Lo primero que se me viene a
la mente cuando pienso en Yokohama es que fue una de las escalas de Phileas
Fogg en su vuelta al mundo en 80 días. Todo un referente para un viajero como
yo. Algún año debería hacer ese viaje. En cualquier caso, ya que he llegado tan
cerca, no podía dejar pasar la oportunidad de conocer la ciudad.
Un trayecto de poco más de
media hora en tren me lleva desde Tokio a la estación central de Yokohama. Aunque
llego con unos cuantos puntos de referencia de lo que quiero ver, mi idea es
callejear entre uno y otro, como hacía en la novela el bueno de Passepartout.
Sin embargo, nada más salir de la estación, me he encontrado con la sede de Nissan. Así
que he parado un rato a ver los últimos modelos y a conducir en los simuladores
que ofrecen de forma gratuita.
Después de unas vueltas a toda
velocidad por no sé qué circuito, pongo los pies en el suelo y salgo del
edificio. Cruzo por una gran pasarela desde la que veo la primera panorámica de
la ciudad. A pesar de que está unida a Tokio, Yokohama es muy diferente a la
capital. También tiene grandes rascacielos, pero entre ellos hay anchas
avenidas, zonas verdes y, fundamentalmente, aire.
En mi camino, me fijo en que apenas
hay gente por la calle. En realidad, hay una cantidad normal de personas, pero
parece ínfima viniendo de Tokio. Quizá eso también ayuda a hacer el paseo más
agradable. Y, mientras doy vueltas a estas ideas, por fin llego al mar.

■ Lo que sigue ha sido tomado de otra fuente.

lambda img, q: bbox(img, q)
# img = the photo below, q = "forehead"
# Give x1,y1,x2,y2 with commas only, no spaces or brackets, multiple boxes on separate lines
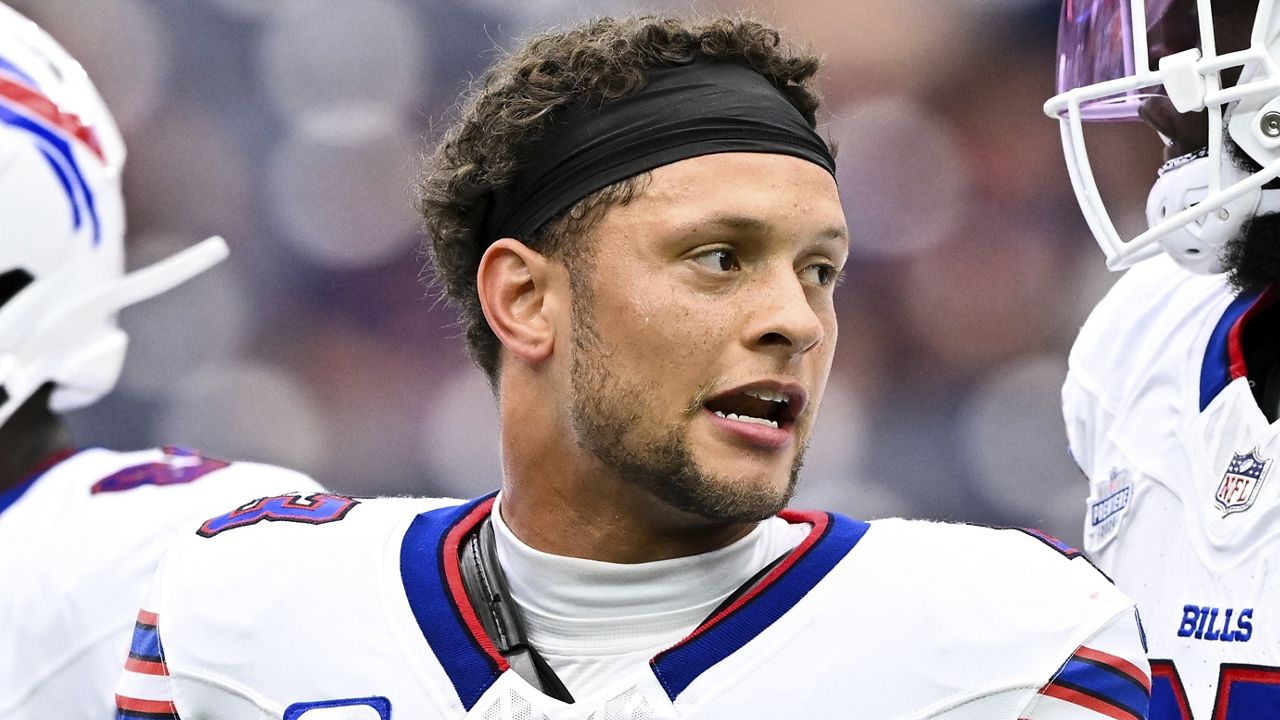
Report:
604,152,845,234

Cruzo a
una pequeña isla, desde la que se puede apreciar el skyline de la ciudad. Pero
me quedo mirando unas pequeñas casas de colores, de un par de pisos como mucho,
que han sobrevivido en primera línea a la expansión de los rascacielos. Me gusta
el contraste.
Un poco más allá comienza el
puerto. Quizá es lo menos vistoso de la ciudad, pero a la vez lo que la hizo
importante, ya que Yokohama fue durante años la principal conexión de Japón con
el resto del mundo. Entre las instalaciones portuarias destacan algunas
antiguas, restauradas y adaptadas ahora a un uso civil, y otras modernas. Entre
estas últimas, descubro que la terminal marítima fue diseñada por un español,
el arquitecto Alejandro Zaera. Cuando uno está tan lejos, a veces hasta hacen
ilusión estas cosas.
Para el final de mi paseo he
dejado el barrio chino. Sus colores fuertes, sus arcos de entrada y sus techos
picudos destacan entre las líneas rectas y los tonos apagados de los demás
edificios de la ciudad. También es la zona más bulliciosa. Guías con paraguas
en alto conducen a grupos de turistas japonesas que miran a ambos lados con
asombro como si pasearan por una ciudad extranjera. Supongo que los carteles
estarán en chino, aunque yo personalmente soy incapaz de distinguirlos de los
letreros en japonés.
El centro del barrio es un
pequeño templo al que se accede por unas amplias escaleras divididas en dos
tramos. Está más decorado que los demás que he visto hasta ahora. No sé si
estarán en fiestas o es siempre así. Aparte de eso, el barrio es una cuadrícula
de calles más anchas y pequeños callejones repletos de tiendas y restaurantes
chinos, atendidos todos por emigrados de aquel país. Para mi desgracia, no saben
más inglés que sus vecinos japoneses. Así que, un día más, no sé qué he
almorzado. Lo único que tengo claro es que picaba mucho.